Los datos de inflación (CPI), precios al productor (PPI) y ventas minoristas de EE. UU. en julio se debilitaron en conjunto; además, se sumó la desaceleración del empleo. El mercado pasó de asignar un 75% de probabilidad a una subida de tipos de la Reserva Federal en septiembre a solo 25%, lo que impulsó a las bolsas globales a encadenar tres semanas de alzas. Sin embargo, el precio del petróleo sigue en niveles elevados, la curva de rendimientos de los bonos del Tesoro se empina y el tramo largo de la renta fija mantiene una fijación para inflación y déficit fiscal; en las próximas dos semanas, la reunión de Jackson Hole se convertirá en un indicador clave.

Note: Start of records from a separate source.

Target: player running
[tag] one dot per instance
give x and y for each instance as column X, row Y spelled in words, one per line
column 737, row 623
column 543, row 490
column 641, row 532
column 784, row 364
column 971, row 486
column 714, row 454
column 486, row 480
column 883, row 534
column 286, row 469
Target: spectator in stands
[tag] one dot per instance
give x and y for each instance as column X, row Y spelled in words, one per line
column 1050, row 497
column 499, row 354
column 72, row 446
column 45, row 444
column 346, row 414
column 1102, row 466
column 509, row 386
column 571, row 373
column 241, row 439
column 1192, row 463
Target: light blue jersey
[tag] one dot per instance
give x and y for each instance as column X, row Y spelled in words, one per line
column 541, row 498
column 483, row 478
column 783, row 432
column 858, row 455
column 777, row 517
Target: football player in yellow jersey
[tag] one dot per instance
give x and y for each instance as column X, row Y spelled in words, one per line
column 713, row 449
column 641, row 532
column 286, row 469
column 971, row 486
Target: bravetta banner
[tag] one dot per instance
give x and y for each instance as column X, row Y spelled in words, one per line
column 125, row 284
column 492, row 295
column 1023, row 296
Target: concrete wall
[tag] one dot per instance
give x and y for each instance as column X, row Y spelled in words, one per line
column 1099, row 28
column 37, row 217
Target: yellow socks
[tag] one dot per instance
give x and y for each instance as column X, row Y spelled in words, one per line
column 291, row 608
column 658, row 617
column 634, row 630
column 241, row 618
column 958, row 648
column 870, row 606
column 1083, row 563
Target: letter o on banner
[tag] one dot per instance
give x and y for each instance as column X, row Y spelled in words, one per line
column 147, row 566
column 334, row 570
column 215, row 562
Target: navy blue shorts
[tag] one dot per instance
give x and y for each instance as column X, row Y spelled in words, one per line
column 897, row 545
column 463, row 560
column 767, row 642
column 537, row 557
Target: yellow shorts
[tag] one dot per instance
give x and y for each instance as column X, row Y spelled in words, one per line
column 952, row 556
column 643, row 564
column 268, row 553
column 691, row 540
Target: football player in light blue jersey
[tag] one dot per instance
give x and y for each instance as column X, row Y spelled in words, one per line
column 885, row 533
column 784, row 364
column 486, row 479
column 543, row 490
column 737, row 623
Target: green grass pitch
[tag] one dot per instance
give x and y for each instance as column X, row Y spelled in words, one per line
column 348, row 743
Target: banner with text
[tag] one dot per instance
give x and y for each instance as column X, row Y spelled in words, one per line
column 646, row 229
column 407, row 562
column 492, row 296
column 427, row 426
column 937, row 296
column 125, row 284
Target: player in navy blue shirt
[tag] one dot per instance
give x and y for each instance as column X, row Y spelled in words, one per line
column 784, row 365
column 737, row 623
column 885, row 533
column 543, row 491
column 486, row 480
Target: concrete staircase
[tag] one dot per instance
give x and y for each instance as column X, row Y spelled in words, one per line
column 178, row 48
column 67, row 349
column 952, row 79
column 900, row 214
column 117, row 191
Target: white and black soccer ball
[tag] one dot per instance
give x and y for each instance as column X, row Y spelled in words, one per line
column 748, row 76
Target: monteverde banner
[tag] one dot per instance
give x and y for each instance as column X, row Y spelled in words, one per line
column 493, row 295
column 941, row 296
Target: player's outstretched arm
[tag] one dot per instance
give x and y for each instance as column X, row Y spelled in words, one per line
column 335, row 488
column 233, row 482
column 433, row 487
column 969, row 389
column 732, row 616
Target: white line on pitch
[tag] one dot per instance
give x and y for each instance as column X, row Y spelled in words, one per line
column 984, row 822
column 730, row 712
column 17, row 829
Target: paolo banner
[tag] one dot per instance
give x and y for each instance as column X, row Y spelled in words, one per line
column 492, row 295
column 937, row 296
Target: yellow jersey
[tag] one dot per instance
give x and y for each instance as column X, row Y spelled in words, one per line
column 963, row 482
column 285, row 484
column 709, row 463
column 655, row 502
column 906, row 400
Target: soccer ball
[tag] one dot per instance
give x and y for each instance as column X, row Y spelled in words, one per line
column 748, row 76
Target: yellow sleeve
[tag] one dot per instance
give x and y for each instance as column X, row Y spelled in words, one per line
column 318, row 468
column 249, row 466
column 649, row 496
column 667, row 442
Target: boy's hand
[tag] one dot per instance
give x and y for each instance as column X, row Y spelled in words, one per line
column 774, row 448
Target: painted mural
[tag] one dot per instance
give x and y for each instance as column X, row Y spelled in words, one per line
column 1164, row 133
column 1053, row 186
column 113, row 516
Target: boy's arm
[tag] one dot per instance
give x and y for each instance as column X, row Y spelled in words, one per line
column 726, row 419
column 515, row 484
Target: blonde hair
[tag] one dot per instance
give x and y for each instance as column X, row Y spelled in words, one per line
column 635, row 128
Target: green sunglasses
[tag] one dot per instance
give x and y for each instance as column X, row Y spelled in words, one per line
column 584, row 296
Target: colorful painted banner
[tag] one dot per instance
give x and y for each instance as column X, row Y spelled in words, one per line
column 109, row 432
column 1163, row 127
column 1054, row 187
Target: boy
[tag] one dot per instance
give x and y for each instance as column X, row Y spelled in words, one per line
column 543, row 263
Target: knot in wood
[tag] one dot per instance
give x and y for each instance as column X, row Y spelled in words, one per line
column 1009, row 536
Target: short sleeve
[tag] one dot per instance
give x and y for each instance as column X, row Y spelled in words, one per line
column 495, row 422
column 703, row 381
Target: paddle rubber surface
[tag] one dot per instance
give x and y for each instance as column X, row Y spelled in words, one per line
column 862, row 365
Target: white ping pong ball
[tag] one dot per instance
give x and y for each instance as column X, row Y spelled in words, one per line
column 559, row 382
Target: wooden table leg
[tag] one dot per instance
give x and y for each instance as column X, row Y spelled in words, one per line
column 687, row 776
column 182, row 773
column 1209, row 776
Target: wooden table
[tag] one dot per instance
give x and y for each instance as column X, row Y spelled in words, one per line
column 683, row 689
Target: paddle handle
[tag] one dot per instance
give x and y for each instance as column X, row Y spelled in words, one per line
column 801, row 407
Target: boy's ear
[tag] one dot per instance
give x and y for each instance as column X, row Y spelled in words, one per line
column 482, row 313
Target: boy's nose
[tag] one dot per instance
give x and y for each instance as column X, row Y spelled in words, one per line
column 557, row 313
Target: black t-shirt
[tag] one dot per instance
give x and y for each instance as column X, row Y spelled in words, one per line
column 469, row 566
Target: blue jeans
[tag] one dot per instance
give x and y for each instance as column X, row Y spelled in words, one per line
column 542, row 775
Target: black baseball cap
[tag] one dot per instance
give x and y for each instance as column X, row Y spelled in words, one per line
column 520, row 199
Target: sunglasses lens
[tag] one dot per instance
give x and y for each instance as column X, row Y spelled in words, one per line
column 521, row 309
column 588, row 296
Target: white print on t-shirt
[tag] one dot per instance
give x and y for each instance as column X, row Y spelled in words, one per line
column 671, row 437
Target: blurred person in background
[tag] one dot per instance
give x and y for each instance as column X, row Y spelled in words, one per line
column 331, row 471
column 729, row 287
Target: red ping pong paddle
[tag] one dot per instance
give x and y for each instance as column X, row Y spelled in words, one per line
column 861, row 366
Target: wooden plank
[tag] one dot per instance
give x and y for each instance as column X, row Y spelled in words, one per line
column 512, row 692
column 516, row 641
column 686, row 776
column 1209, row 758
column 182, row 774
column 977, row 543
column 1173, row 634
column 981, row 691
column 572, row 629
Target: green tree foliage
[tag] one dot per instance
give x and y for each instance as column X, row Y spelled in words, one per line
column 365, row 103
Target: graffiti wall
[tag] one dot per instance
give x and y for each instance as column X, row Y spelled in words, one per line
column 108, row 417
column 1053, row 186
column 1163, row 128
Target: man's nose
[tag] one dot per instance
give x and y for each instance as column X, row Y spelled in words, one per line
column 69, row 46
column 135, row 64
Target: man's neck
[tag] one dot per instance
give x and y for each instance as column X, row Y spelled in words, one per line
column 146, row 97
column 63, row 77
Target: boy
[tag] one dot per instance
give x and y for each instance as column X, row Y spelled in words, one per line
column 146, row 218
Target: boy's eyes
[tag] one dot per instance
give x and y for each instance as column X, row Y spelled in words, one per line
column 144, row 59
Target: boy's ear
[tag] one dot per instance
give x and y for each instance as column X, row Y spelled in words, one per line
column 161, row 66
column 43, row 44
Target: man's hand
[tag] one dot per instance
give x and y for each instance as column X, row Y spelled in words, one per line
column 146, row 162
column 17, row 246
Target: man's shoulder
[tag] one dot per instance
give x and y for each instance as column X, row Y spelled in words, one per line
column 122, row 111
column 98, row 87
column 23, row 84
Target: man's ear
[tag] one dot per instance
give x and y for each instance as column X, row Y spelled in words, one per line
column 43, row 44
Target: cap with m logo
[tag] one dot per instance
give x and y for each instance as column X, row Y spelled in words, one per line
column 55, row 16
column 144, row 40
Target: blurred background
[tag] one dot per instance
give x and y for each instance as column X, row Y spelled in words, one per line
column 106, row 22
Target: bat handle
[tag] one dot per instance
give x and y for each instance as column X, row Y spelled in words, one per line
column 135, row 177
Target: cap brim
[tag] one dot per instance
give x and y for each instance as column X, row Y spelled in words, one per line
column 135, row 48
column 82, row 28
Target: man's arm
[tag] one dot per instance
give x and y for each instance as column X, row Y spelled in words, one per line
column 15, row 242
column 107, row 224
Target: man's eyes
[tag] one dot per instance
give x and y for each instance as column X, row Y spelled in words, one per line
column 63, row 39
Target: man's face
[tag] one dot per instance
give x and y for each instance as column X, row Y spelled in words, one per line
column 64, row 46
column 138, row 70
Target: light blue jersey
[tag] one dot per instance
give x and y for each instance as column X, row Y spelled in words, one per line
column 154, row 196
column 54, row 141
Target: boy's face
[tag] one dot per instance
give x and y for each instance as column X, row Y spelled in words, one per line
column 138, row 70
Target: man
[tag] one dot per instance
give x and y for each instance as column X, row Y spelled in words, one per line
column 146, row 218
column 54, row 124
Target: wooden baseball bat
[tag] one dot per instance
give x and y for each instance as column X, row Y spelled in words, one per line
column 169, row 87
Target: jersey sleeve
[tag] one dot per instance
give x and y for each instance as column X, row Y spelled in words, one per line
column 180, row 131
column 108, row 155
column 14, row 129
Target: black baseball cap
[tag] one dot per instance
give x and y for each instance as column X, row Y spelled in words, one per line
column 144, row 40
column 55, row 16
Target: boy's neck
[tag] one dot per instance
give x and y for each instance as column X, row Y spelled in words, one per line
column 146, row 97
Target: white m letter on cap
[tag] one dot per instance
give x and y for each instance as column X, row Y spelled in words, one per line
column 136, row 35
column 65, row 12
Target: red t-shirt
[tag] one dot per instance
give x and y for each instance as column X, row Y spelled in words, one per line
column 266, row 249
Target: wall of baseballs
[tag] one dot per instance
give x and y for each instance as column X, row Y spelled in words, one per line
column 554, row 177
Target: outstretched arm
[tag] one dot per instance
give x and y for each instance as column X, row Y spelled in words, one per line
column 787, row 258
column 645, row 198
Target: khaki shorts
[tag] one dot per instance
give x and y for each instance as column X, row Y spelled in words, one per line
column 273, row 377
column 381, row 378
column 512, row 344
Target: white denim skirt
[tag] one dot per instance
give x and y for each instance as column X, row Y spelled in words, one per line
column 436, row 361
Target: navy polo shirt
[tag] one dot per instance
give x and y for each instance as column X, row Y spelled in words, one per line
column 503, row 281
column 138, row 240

Los datos de inflación de EE. UU. se enfriaron de forma inesperada y, junto con la debilidad del empleo y el consumo, esta semana el mercado retiró drásticamente sus apuestas a una subida de tipos de la Fed en septiembre. No obstante, señales anómalas en el tramo largo de la curva de bonos, el repunte del precio del petróleo y la insistencia de los funcionarios de tono más hawkish están poniendo a prueba ese relato de “pausa”.
La probabilidad de una subida en septiembre pasó de un 75% a finales de julio a alrededor del 25%, lo que llevó a que las bolsas globales registraran su tercera semana consecutiva de alzas y a que los principales índices de EE. UU. se mantuvieran cerca de máximos históricos.
Los resultados relacionados con la infraestructura de IA siguen siendo sólidos, aportando un soporte adicional a las acciones tecnológicas, de modo que el mercado accionario, por el momento, pudo ignorar el impacto del precio del petróleo y las advertencias que provienen del tramo largo de la renta fija.
Sin embargo, la crisis Irán/Cañón de Ormuz impulsa al alza al Brent, con una subida cercana al 6% durante la semana, acercándose a los 90 dólares por barril; y en las subastas del Tesoro estadounidense a 30 años, el rendimiento tocó el nivel más alto en 25 años.
Mientras en bolsa celebran un “giro de la Fed”, el tramo largo de la deuda sigue valorando inflación y déficit fiscal: dos lógicas en paralelo. Quién tiene razón con respecto a quién podría ser el planteamiento comercial más importante del segundo semestre del año.
Se enfría la inflación y se derrumba la expectativa de subida en septiembre
El mayor motor macro de esta semana proviene de una serie de datos estadounidenses relativamente más flojos:
El CPI de julio mes a mes subió solo alrededor de 0,1%, y en términos interanuales cerca de 3,4%; la presión de la inflación subyacente continúa moderándose;
El PPI de julio se mantuvo plano mes a mes, por debajo de lo previsto;
Las ventas minoristas de julio bajaron 0,6% mes a mes, la mayor caída mensual en más de un año; fue muy inferior a lo que esperaba el mercado, que apuntaba a un ligero aumento. Los autos, el precio del petróleo y algunos factores temporales también contribuyeron a la caída.
Sumado a los datos de empleo no agrícola publicados la semana pasada (que cayeron en 23.000 y además fueron revisados a la baja), el paquete de “datos blandos” hizo que las expectativas de nuevas subidas de tipos en el corto plazo por parte de la Fed se deshicieran por completo, borrando toda la prima hawkish acumulada desde que Jerome Powell tomó el cargo como presidente de la Fed.